Is Zion Williamson Under Investigation for Taking Money from Nike?

Is Zion Williamson Under Investigation for Taking Money from Nike?

By EQRoy

photo credit: EQRoy // Shutterstock

Zion Williamson is projected to be the #1 pick in the NBA draft on June 20th. When he officially declares for the draft in June, he will announce which major shoe company he plans to sign with. 

Recently he has been mentioned in Michael Avenatti’s extortion deal against Nike. Avenatti tweeted last week that Nike executive Carlton DeBose bribed Williamson and 5 other high end recruits to attend school associated with the Nike brand. Adding that Williamson’s mother, Sharonda Sampson received money from Nike during her son’s recruitment which is how he ended up at Duke, a Nike-sponsored school. 

According to Avenatii, the payments were labeled as “consulting.”

A publication by the name of Deadspin, is now claiming that the invoice Avenatti received regarding Zion’s mother, was a hoax. Deadspin is claiming to have spoken to someone who fabricated a fake invoice for $2,125 and text it to Avenatii. This allegedly happened about an hour before Avenatti took to Twitter to share all of his Nike extortion findings. 

But Avenatti claims to have more proof than the fake invoice. Adding that he never received any messages from that source. Avenatti says he got his information from a Nike employee. “It is from a Nike employee and I learned of it approximately 14 days prior to the tweet I sent out,” he stated to Law and Crime. “Shortly thereafter, it was provided to the government.”

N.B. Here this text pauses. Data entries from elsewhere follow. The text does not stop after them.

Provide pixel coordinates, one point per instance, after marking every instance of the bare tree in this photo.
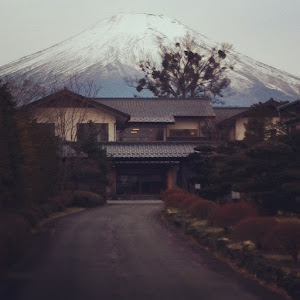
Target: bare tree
(187, 71)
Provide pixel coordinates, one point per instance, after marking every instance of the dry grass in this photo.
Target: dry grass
(282, 261)
(65, 212)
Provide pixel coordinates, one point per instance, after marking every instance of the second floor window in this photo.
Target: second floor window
(183, 133)
(99, 131)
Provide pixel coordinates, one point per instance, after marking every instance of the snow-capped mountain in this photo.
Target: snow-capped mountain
(108, 55)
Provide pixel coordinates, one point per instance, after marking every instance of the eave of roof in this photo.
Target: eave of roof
(79, 97)
(159, 110)
(284, 106)
(149, 150)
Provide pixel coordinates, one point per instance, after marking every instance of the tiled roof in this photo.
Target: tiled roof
(159, 110)
(289, 104)
(223, 113)
(154, 150)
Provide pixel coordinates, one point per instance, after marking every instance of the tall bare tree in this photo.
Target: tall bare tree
(187, 71)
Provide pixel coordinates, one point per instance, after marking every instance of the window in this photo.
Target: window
(88, 130)
(183, 133)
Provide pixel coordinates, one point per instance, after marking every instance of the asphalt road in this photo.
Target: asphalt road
(122, 251)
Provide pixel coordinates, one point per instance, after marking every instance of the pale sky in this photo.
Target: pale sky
(265, 30)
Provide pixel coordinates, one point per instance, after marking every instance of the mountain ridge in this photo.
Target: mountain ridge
(108, 54)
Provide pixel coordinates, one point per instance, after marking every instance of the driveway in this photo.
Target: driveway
(122, 251)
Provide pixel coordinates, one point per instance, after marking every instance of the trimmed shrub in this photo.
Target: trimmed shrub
(254, 229)
(14, 236)
(202, 209)
(87, 199)
(187, 201)
(285, 238)
(230, 214)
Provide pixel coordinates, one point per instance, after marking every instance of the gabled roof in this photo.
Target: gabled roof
(288, 105)
(148, 150)
(159, 110)
(65, 94)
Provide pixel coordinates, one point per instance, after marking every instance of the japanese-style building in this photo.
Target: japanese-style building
(147, 139)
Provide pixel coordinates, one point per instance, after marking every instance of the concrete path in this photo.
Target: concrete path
(123, 251)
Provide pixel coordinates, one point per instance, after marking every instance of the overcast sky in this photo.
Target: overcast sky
(265, 30)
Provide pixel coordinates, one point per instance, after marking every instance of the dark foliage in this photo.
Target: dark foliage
(255, 229)
(230, 214)
(187, 71)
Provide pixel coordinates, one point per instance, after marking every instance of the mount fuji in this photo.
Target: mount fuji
(108, 55)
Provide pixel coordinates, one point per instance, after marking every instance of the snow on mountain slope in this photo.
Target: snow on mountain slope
(109, 53)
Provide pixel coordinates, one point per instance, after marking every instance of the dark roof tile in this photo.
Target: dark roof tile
(154, 150)
(159, 110)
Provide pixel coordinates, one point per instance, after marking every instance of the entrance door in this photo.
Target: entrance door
(141, 179)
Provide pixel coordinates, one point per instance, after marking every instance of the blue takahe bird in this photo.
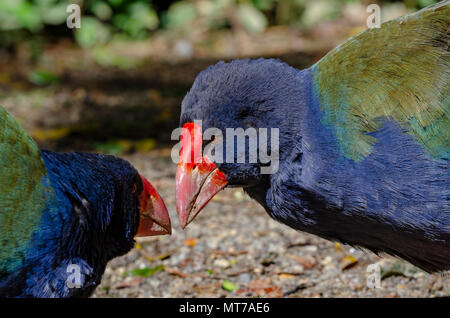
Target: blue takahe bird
(363, 139)
(64, 216)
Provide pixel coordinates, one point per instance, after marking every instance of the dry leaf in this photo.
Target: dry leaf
(348, 262)
(190, 242)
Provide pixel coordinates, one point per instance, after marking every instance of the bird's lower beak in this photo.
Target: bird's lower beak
(154, 218)
(198, 179)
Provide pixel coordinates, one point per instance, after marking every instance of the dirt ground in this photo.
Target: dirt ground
(233, 248)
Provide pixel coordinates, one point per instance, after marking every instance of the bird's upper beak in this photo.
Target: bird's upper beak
(154, 218)
(198, 179)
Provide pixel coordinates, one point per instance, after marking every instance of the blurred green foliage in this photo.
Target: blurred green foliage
(137, 19)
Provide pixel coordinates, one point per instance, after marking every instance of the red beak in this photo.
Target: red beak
(154, 218)
(198, 179)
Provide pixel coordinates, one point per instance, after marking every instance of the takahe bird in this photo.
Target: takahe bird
(363, 139)
(64, 216)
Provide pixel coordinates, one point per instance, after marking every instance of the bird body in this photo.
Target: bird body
(64, 216)
(364, 138)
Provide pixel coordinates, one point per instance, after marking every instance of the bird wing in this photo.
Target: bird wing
(399, 71)
(25, 191)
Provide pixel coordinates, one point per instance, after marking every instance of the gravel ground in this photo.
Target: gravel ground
(234, 249)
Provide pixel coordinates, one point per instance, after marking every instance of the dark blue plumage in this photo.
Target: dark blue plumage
(91, 219)
(394, 200)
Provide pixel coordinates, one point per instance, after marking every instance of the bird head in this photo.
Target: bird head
(223, 119)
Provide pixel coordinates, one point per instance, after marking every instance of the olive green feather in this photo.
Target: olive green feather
(399, 71)
(25, 191)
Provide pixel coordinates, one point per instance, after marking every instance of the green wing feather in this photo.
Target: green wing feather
(400, 71)
(24, 191)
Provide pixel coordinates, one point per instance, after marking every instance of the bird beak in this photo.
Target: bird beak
(154, 218)
(198, 179)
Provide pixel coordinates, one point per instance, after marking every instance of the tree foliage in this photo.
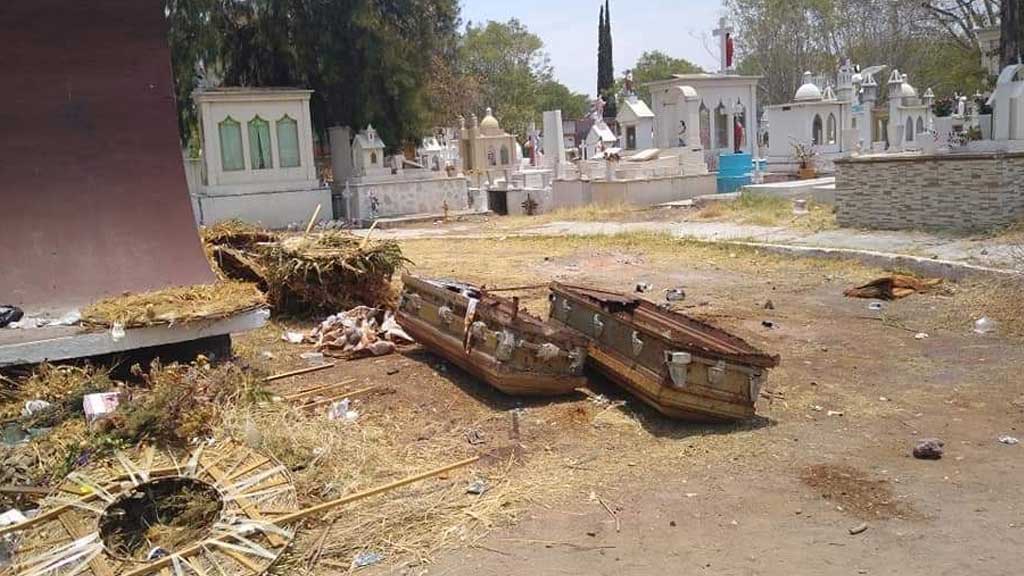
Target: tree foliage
(605, 62)
(935, 42)
(654, 66)
(514, 75)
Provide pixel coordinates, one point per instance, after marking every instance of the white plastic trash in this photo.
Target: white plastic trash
(985, 325)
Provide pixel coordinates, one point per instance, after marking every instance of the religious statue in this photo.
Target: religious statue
(738, 134)
(597, 110)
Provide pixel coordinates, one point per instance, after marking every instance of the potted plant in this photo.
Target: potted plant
(805, 155)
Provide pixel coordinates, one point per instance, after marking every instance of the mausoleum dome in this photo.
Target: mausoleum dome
(489, 125)
(809, 91)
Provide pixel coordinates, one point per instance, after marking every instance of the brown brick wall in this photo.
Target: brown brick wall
(961, 194)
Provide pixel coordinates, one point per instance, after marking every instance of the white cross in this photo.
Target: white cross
(722, 33)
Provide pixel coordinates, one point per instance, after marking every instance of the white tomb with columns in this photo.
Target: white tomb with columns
(727, 109)
(257, 162)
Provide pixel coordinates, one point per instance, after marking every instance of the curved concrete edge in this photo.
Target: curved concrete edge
(948, 270)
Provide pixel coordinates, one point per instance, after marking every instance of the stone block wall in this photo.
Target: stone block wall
(951, 192)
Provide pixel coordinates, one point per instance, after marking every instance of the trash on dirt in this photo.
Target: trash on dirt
(929, 449)
(312, 358)
(985, 325)
(34, 407)
(9, 314)
(893, 287)
(341, 410)
(859, 529)
(366, 559)
(359, 332)
(99, 405)
(477, 488)
(675, 294)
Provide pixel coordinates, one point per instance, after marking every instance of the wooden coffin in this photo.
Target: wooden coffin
(684, 368)
(518, 354)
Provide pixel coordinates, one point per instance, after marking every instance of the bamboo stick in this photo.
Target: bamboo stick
(339, 397)
(284, 375)
(302, 515)
(314, 389)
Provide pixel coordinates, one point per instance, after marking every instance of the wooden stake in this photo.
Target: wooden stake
(312, 220)
(284, 375)
(314, 389)
(339, 397)
(302, 515)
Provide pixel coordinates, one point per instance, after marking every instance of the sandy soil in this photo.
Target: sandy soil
(829, 451)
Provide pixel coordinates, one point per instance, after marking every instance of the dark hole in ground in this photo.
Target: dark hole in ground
(167, 513)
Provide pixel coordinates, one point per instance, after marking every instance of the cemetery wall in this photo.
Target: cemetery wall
(404, 198)
(950, 192)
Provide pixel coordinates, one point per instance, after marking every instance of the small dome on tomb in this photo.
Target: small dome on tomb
(489, 124)
(809, 91)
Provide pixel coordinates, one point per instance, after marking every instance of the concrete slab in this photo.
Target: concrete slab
(58, 343)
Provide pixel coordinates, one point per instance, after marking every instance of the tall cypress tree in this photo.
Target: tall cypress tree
(600, 53)
(606, 74)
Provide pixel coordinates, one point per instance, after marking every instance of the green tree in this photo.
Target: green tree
(514, 75)
(654, 66)
(605, 63)
(367, 60)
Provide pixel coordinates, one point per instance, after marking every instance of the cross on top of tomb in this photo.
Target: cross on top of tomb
(726, 45)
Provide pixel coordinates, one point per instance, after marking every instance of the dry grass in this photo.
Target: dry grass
(763, 209)
(332, 459)
(175, 305)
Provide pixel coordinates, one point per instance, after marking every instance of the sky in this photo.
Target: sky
(568, 28)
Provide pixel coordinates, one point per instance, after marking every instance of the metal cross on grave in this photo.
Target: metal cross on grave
(726, 48)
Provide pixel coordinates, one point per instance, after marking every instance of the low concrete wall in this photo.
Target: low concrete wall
(637, 193)
(272, 210)
(406, 198)
(951, 192)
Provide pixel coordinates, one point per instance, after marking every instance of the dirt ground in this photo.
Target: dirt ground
(617, 489)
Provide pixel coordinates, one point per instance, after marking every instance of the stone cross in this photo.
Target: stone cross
(724, 35)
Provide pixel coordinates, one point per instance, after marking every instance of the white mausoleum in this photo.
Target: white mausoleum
(257, 161)
(636, 125)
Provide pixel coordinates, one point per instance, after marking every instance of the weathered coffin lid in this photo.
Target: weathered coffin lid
(674, 328)
(496, 307)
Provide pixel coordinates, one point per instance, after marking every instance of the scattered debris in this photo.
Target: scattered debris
(359, 332)
(174, 305)
(364, 560)
(985, 325)
(308, 274)
(893, 287)
(99, 405)
(675, 294)
(929, 449)
(859, 529)
(9, 314)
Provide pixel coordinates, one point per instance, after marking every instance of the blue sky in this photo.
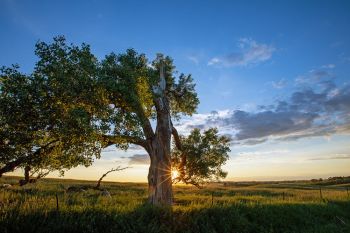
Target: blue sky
(283, 64)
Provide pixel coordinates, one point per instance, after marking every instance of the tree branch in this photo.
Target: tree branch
(113, 139)
(11, 166)
(104, 175)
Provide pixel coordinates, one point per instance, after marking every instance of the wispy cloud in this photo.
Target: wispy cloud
(321, 109)
(138, 159)
(193, 59)
(332, 157)
(328, 66)
(251, 52)
(279, 84)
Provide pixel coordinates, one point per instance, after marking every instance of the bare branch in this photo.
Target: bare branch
(113, 139)
(104, 175)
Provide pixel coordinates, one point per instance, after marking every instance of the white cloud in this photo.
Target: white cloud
(193, 59)
(279, 84)
(250, 52)
(328, 66)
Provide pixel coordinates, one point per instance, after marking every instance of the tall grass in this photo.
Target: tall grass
(257, 208)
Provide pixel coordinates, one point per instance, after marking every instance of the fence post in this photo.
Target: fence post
(57, 207)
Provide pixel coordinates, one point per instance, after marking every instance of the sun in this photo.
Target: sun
(174, 174)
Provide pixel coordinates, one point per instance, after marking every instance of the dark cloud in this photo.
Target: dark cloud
(336, 156)
(309, 112)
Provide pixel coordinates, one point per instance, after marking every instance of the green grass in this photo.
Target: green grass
(253, 207)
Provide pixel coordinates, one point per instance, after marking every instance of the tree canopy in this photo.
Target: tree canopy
(72, 106)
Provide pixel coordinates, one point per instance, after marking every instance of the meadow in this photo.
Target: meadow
(48, 206)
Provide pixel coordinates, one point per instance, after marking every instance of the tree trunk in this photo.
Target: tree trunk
(159, 176)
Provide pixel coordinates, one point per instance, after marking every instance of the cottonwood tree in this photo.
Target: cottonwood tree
(123, 100)
(48, 119)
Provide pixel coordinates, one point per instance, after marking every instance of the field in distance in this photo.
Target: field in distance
(57, 205)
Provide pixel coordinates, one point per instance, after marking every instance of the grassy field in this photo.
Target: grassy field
(234, 207)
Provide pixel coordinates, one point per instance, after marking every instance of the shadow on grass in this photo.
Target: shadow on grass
(330, 217)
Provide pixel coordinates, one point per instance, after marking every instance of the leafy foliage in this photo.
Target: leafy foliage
(52, 118)
(201, 157)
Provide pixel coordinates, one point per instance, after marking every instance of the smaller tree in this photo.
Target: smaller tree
(51, 119)
(199, 157)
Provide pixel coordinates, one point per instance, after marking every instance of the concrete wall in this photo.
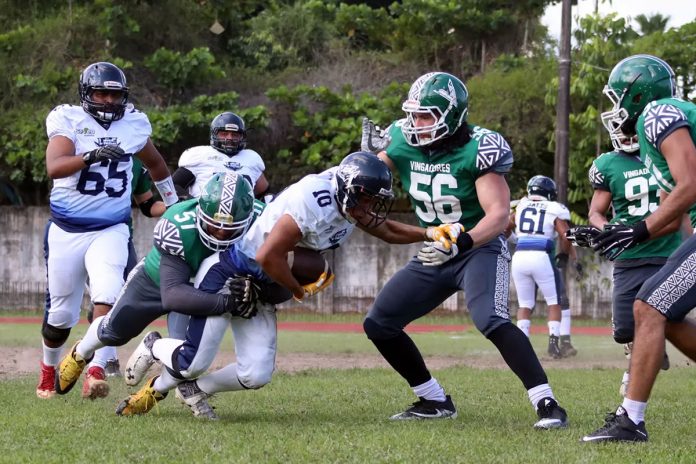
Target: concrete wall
(361, 267)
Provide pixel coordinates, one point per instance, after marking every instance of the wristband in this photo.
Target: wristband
(465, 242)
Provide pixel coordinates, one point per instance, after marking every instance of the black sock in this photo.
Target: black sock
(518, 353)
(403, 355)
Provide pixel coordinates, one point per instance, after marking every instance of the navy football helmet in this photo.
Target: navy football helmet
(103, 76)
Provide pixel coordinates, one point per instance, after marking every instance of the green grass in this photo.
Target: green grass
(332, 415)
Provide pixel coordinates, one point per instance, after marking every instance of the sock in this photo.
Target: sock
(565, 322)
(90, 342)
(538, 393)
(164, 349)
(430, 390)
(635, 410)
(554, 328)
(524, 325)
(51, 356)
(224, 379)
(165, 382)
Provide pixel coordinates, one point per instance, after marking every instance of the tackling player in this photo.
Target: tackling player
(454, 172)
(89, 157)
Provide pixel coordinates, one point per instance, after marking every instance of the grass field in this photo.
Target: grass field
(339, 414)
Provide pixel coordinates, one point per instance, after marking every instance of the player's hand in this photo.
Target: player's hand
(325, 279)
(435, 253)
(105, 153)
(582, 236)
(373, 138)
(243, 295)
(617, 238)
(446, 234)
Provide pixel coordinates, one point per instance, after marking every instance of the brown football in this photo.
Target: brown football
(307, 265)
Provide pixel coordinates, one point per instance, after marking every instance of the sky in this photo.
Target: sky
(679, 11)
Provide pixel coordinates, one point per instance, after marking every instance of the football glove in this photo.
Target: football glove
(446, 234)
(582, 236)
(617, 238)
(105, 153)
(373, 138)
(436, 254)
(324, 280)
(242, 295)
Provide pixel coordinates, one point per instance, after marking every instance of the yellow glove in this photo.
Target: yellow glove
(325, 279)
(446, 234)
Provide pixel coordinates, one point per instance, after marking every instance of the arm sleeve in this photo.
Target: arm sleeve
(178, 295)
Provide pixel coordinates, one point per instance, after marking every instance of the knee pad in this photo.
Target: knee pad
(54, 334)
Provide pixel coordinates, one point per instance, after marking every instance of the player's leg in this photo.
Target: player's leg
(66, 275)
(105, 260)
(412, 292)
(486, 287)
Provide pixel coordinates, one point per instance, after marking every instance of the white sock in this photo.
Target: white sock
(539, 392)
(524, 325)
(51, 356)
(554, 328)
(164, 349)
(430, 390)
(224, 379)
(90, 342)
(565, 322)
(635, 410)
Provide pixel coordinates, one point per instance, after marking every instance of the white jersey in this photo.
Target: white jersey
(99, 195)
(535, 223)
(312, 204)
(204, 161)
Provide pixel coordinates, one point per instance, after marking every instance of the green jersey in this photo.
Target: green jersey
(441, 184)
(659, 119)
(634, 196)
(176, 234)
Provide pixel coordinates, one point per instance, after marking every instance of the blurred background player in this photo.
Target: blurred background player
(538, 219)
(89, 157)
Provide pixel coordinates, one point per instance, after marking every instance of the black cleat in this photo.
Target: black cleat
(618, 427)
(428, 409)
(551, 415)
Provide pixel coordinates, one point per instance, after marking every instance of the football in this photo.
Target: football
(307, 265)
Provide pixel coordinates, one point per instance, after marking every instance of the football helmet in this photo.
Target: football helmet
(227, 205)
(542, 186)
(103, 76)
(228, 121)
(440, 95)
(633, 83)
(362, 179)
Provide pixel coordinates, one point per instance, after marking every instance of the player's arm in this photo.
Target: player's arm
(155, 164)
(272, 256)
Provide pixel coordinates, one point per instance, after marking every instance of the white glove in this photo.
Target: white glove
(373, 138)
(435, 253)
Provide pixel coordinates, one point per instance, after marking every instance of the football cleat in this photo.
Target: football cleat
(95, 385)
(428, 409)
(47, 382)
(141, 359)
(69, 371)
(142, 401)
(196, 399)
(617, 427)
(551, 415)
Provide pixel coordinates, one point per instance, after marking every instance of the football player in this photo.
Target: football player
(454, 172)
(642, 90)
(227, 151)
(89, 157)
(319, 212)
(187, 233)
(538, 219)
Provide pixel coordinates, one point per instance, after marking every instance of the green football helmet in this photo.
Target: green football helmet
(440, 95)
(633, 83)
(225, 210)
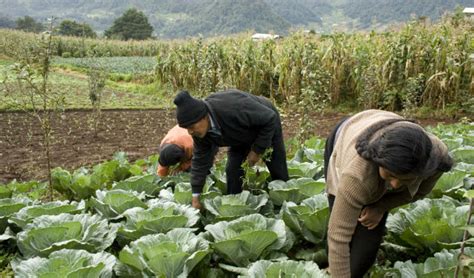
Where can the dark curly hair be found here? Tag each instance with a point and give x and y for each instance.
(401, 149)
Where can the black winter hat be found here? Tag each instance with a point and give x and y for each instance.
(188, 109)
(170, 154)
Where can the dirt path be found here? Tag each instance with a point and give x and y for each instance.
(136, 132)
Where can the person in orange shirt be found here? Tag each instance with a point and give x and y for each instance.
(176, 149)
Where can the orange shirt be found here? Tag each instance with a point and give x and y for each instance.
(178, 136)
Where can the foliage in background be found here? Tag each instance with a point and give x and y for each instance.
(31, 79)
(414, 67)
(29, 24)
(132, 25)
(72, 28)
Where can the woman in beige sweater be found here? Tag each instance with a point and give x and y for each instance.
(374, 161)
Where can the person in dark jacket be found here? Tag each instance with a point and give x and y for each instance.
(248, 124)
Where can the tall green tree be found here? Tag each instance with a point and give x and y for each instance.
(29, 24)
(132, 25)
(72, 28)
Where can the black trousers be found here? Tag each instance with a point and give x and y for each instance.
(276, 165)
(364, 243)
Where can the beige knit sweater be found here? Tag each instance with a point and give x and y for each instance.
(356, 183)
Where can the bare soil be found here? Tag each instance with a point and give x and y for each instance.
(136, 132)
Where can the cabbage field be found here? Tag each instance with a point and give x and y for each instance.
(119, 219)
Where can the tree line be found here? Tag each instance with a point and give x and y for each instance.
(131, 25)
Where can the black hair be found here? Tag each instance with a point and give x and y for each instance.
(401, 149)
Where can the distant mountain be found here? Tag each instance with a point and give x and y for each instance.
(181, 18)
(368, 12)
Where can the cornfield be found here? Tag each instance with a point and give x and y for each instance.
(415, 66)
(418, 65)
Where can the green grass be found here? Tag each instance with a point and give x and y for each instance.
(124, 65)
(73, 82)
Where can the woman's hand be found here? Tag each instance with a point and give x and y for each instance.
(370, 217)
(196, 203)
(253, 158)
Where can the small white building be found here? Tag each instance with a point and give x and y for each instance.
(468, 12)
(261, 36)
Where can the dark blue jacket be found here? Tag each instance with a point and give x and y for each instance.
(243, 119)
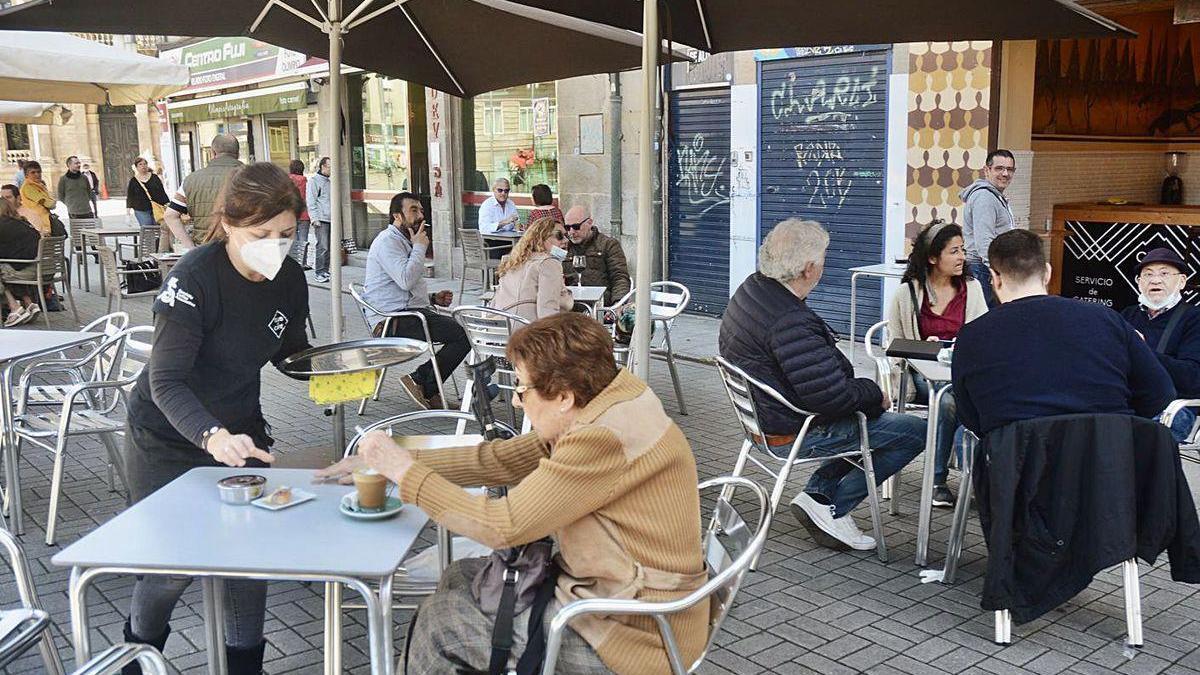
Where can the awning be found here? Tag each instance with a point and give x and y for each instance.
(55, 66)
(279, 99)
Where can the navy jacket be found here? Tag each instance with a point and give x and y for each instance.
(778, 339)
(1181, 353)
(1063, 497)
(1045, 356)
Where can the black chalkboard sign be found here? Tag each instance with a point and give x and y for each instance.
(1099, 258)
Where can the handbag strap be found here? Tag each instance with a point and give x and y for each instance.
(502, 633)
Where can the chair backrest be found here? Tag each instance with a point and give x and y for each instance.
(741, 387)
(405, 418)
(472, 246)
(487, 329)
(730, 548)
(78, 225)
(52, 257)
(108, 268)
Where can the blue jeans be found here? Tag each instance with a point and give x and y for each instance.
(895, 438)
(949, 434)
(1182, 424)
(979, 270)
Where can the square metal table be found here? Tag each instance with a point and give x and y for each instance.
(185, 529)
(17, 346)
(939, 376)
(885, 270)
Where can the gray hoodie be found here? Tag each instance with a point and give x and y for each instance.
(319, 190)
(985, 215)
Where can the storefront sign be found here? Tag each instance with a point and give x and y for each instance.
(222, 107)
(229, 60)
(540, 118)
(1099, 258)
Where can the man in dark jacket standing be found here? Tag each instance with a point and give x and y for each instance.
(1169, 326)
(1041, 356)
(769, 332)
(604, 256)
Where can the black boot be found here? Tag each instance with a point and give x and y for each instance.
(157, 643)
(245, 661)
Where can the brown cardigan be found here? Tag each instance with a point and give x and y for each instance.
(618, 494)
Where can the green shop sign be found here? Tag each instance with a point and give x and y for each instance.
(243, 107)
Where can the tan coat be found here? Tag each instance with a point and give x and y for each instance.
(534, 290)
(618, 494)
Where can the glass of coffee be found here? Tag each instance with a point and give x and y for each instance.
(372, 489)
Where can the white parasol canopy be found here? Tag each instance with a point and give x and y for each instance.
(58, 66)
(23, 112)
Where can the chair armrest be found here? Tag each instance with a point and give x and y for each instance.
(1176, 406)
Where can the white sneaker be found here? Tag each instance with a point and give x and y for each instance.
(17, 316)
(828, 531)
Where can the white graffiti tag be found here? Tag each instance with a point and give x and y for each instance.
(823, 102)
(701, 178)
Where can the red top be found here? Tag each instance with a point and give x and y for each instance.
(301, 184)
(947, 324)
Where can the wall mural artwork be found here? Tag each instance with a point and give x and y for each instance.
(1121, 89)
(949, 87)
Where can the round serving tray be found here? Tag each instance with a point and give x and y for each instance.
(354, 356)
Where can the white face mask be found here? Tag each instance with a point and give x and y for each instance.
(265, 256)
(1164, 304)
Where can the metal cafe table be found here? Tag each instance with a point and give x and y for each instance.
(185, 529)
(17, 345)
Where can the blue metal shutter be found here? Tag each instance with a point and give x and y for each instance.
(822, 156)
(699, 197)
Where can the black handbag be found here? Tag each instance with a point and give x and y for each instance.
(142, 276)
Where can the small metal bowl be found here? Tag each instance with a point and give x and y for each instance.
(241, 489)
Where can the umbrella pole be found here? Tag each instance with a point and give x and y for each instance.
(646, 190)
(336, 201)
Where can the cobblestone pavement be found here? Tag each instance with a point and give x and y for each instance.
(807, 609)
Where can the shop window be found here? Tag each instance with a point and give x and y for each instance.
(385, 133)
(513, 133)
(16, 136)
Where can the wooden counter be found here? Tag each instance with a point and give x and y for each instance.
(1095, 248)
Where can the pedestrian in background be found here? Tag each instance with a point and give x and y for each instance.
(300, 248)
(321, 214)
(145, 196)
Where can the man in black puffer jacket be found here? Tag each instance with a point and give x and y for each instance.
(771, 333)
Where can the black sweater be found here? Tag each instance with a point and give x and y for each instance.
(18, 240)
(214, 332)
(136, 197)
(1045, 356)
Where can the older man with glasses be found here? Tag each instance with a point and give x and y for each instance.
(987, 215)
(1169, 326)
(601, 256)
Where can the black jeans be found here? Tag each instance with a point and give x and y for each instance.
(443, 329)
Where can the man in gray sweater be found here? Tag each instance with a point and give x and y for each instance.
(75, 191)
(985, 215)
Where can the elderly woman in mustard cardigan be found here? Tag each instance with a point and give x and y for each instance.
(933, 303)
(605, 472)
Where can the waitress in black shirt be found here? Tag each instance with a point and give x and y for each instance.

“We are aware of the allegation and, as we would with any compliance matter, are looking into it,” Kevin White, Duke’s director of athletics, said in a statement to media outlets. “Duke is fully committed to compliance with all NCAA rules and regulations. Every student athlete at Duke is reviewed to ensure their eligibility. With regard to men’s basketball: all recruits and their families are thoroughly vetted by Duke in collaboration with the NCAA through the Eligibility Center’s amateurism certification process.”